Notes are based on Sutton's textbook chapter 3, 4, 5, 6, 13, and codes from

https://github.com/dennybritz/reinforcement-learning

Model-based

When we have an environment model (p(s',r| s,a) is given).

Q[s][a] = sum_{s', r} p(s',r| s,a)(r + gamma * V[s'])

V[s] = sum_{a} pi[s][a] Q[s][a]

pi[s][a] is the prob of selecting action a in state s given by the policy

Policy evalution:

# Update V[s] by summing over V[s']
V = np.zeros(env.nS)
while True:
    delta = 0
    for s in range(env.nS):
        v = 0
        for a, action_prob in enumerate(policy[s]):
            for  prob, next_state, reward, done in env.P[s][a]: # p(s',r| s,a)
                v += action_prob * prob * (reward + discount_factor * V[next_state])
        delta = max(delta, np.abs(v - V[s]))
        V[s] = v
    if delta < theta:
        break

Policy improvement:

# For each state s, compute Qs by V. Update policy by selecting the highest Q.
def policy_improvement(env, discount_factor=1.0):

    def compute_Q(state, V):
        Q = np.zeros(env.nA)
        for a in range(env.nA):
            for prob, next_state, reward, done in env.P[state][a]:
                Q[a] += prob * (reward + discount_factor * V[next_state])
        return Q
    
    # Start with a random policy
    policy = np.ones([env.nS, env.nA]) / env.nA
    
    while True:
        policy_stable = True
        for s in range(env.nS):
            chosen_a = np.argmax(policy[s])
            
            action_values = compute_Q(s, V)
            best_a = np.argmax(action_values)
            
            if chosen_a != best_a:
                policy_stable = False
            policy[s] = np.eye(env.nA)[best_a]
        
        if policy_stable:
            return policy, V

Policy Iteration:

Repeat these steps:

policy evaluation

policy improvement

Generalized Policy Iteration:

Generally involve the interaction between policy evaluation and policy improvement.

Value Iteration:

First perform policy evalutation, update V[s] as max_a Q[s][a]. V converges to V*.

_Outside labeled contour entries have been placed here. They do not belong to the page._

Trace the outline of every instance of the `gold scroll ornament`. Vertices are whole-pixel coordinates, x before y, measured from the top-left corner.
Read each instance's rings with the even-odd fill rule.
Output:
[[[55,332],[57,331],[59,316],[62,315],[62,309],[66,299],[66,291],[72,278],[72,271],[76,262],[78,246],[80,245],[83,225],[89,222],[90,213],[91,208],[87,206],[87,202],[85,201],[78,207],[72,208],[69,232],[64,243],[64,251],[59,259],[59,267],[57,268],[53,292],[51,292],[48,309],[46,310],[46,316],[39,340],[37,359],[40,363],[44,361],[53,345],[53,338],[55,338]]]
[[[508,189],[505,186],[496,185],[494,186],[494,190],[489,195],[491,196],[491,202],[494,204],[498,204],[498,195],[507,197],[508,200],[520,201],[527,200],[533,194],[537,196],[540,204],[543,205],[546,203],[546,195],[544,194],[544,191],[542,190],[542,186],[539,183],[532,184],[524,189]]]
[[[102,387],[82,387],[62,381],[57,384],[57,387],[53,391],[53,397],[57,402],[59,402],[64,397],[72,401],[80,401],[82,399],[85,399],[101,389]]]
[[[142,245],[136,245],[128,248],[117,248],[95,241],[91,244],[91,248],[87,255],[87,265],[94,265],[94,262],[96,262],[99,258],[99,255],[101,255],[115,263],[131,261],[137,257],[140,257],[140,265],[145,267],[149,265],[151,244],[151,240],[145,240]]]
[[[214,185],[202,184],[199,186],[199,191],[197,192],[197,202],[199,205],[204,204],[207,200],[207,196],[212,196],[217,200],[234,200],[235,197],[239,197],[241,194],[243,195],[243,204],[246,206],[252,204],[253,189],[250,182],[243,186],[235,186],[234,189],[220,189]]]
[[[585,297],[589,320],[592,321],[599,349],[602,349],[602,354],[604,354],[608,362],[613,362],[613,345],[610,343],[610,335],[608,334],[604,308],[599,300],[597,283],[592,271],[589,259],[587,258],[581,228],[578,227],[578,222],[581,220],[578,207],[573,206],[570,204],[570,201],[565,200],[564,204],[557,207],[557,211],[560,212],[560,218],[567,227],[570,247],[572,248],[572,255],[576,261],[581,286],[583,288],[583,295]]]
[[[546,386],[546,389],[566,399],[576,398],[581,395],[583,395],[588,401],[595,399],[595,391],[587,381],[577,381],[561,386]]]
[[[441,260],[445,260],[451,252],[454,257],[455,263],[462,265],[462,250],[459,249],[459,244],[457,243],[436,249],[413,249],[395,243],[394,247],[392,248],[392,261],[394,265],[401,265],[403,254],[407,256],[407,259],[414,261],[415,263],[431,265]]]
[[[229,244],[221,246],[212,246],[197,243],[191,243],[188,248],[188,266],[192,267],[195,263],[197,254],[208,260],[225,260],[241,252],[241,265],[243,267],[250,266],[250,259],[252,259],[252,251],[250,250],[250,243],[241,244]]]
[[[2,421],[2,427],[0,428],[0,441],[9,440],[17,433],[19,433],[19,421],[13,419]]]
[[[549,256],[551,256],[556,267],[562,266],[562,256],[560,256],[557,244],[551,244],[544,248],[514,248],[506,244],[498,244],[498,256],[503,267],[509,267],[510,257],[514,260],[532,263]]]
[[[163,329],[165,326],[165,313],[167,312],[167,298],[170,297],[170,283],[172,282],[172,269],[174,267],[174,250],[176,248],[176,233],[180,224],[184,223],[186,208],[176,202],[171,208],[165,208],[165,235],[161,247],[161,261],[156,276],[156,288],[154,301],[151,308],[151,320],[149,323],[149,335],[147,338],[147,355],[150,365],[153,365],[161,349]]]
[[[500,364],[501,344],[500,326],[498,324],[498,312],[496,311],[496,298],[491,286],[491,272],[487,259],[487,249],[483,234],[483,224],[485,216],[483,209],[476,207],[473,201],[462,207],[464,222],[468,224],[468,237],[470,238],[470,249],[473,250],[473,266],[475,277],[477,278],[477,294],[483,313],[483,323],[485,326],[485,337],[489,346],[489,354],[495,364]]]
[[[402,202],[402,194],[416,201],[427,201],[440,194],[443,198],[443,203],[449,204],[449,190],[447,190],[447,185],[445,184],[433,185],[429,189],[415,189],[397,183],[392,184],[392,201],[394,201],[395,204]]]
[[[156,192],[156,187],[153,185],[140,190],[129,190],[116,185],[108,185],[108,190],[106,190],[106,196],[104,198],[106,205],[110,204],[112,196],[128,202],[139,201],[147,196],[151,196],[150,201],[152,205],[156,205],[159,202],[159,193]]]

V*[s] = max_pi V_pi[s] for all s.

Q*[s][a] = max_pi Q_pi[s][a] for all s and a.

then update policy by selecting max Q[s][a] (use V[s] to compute Q[s][a]).

Two tasks in RI:

Prediction, estimating value function.

Control, finding an optimal policy.

Monte Carlo

No environment model, learn from experience.

First-visit MC method for estimation

Estimates v_{pi}(s) as the average of the returns following first visits to s.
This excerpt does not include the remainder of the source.